There's been no levelling up, no Brexit boost to the NHS, no amazing new deals to replace lost trade with the EU, no real terms increase in pay, no new hospitals, no new doctors, no nothing. But there HAS been plenty of energy for taking away our rights.
The UK has a sword-of-Damocles cost of living (and cost of trading) crisis hanging over it, and no effective government. #takebackBritain
Will this get better when Johnson finally sheds his current snakeskin, and Truss or (just possibly) Sunak takes over? It will not. They both represent more of the same - a breathtaking disregard for real people. #takebackBritain
Amazingly (for Tories) they don't care about business either. When they had to choose between Brexit and business, they chose Brexit. They chose 'fuck business'. #takebackBritain
So the Tories are hiding from each other in Parliament. Literally hiding behind chairs in side rooms.

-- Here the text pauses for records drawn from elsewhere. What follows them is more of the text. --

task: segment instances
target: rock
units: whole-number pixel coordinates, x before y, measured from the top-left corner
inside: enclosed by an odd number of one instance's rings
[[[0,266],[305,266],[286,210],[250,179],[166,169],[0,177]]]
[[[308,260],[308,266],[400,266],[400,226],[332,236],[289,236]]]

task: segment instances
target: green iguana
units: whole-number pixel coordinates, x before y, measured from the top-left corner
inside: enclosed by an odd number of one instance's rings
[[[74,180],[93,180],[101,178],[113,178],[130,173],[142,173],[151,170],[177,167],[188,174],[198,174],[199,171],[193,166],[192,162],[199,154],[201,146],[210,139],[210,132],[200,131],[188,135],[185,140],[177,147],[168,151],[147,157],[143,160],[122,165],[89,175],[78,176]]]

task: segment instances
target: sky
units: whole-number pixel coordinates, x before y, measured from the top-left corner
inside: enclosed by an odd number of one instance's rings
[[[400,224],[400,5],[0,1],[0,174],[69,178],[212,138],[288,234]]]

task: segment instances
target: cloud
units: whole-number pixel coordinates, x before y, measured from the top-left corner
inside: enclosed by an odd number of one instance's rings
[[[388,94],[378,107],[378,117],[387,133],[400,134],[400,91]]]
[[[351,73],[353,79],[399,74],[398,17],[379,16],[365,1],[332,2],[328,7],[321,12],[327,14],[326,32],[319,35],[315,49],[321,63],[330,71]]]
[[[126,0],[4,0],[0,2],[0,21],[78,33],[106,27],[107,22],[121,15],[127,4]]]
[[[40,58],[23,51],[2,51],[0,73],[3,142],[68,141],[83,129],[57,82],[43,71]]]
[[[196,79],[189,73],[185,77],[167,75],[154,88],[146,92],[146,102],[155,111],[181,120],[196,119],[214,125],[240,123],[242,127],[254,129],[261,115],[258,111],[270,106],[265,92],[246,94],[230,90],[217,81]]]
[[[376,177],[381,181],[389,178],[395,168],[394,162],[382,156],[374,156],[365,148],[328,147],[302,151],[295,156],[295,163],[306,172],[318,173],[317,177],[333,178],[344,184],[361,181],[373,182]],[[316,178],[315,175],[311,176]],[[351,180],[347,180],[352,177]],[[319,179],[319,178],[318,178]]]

They're giving the public the middle finger. Also literally.
They're boasting about cutting the taxes they insisted were necessary.
Claiming fiscal responsibility as birthright when the evidence of decades shows they consistently mismanage the economy - they strip it and sell it and dole it out the proceeds to their mates, crushing our services and our safety net.
They presented a known charlatan as a hero and cheered as he tore our society apart with culture wars.
When they finally ousted him (claiming they'd been duped!) they screwed that up too, leaving him and his epic, lawless ego unchecked at the helm of this great United Kingdom.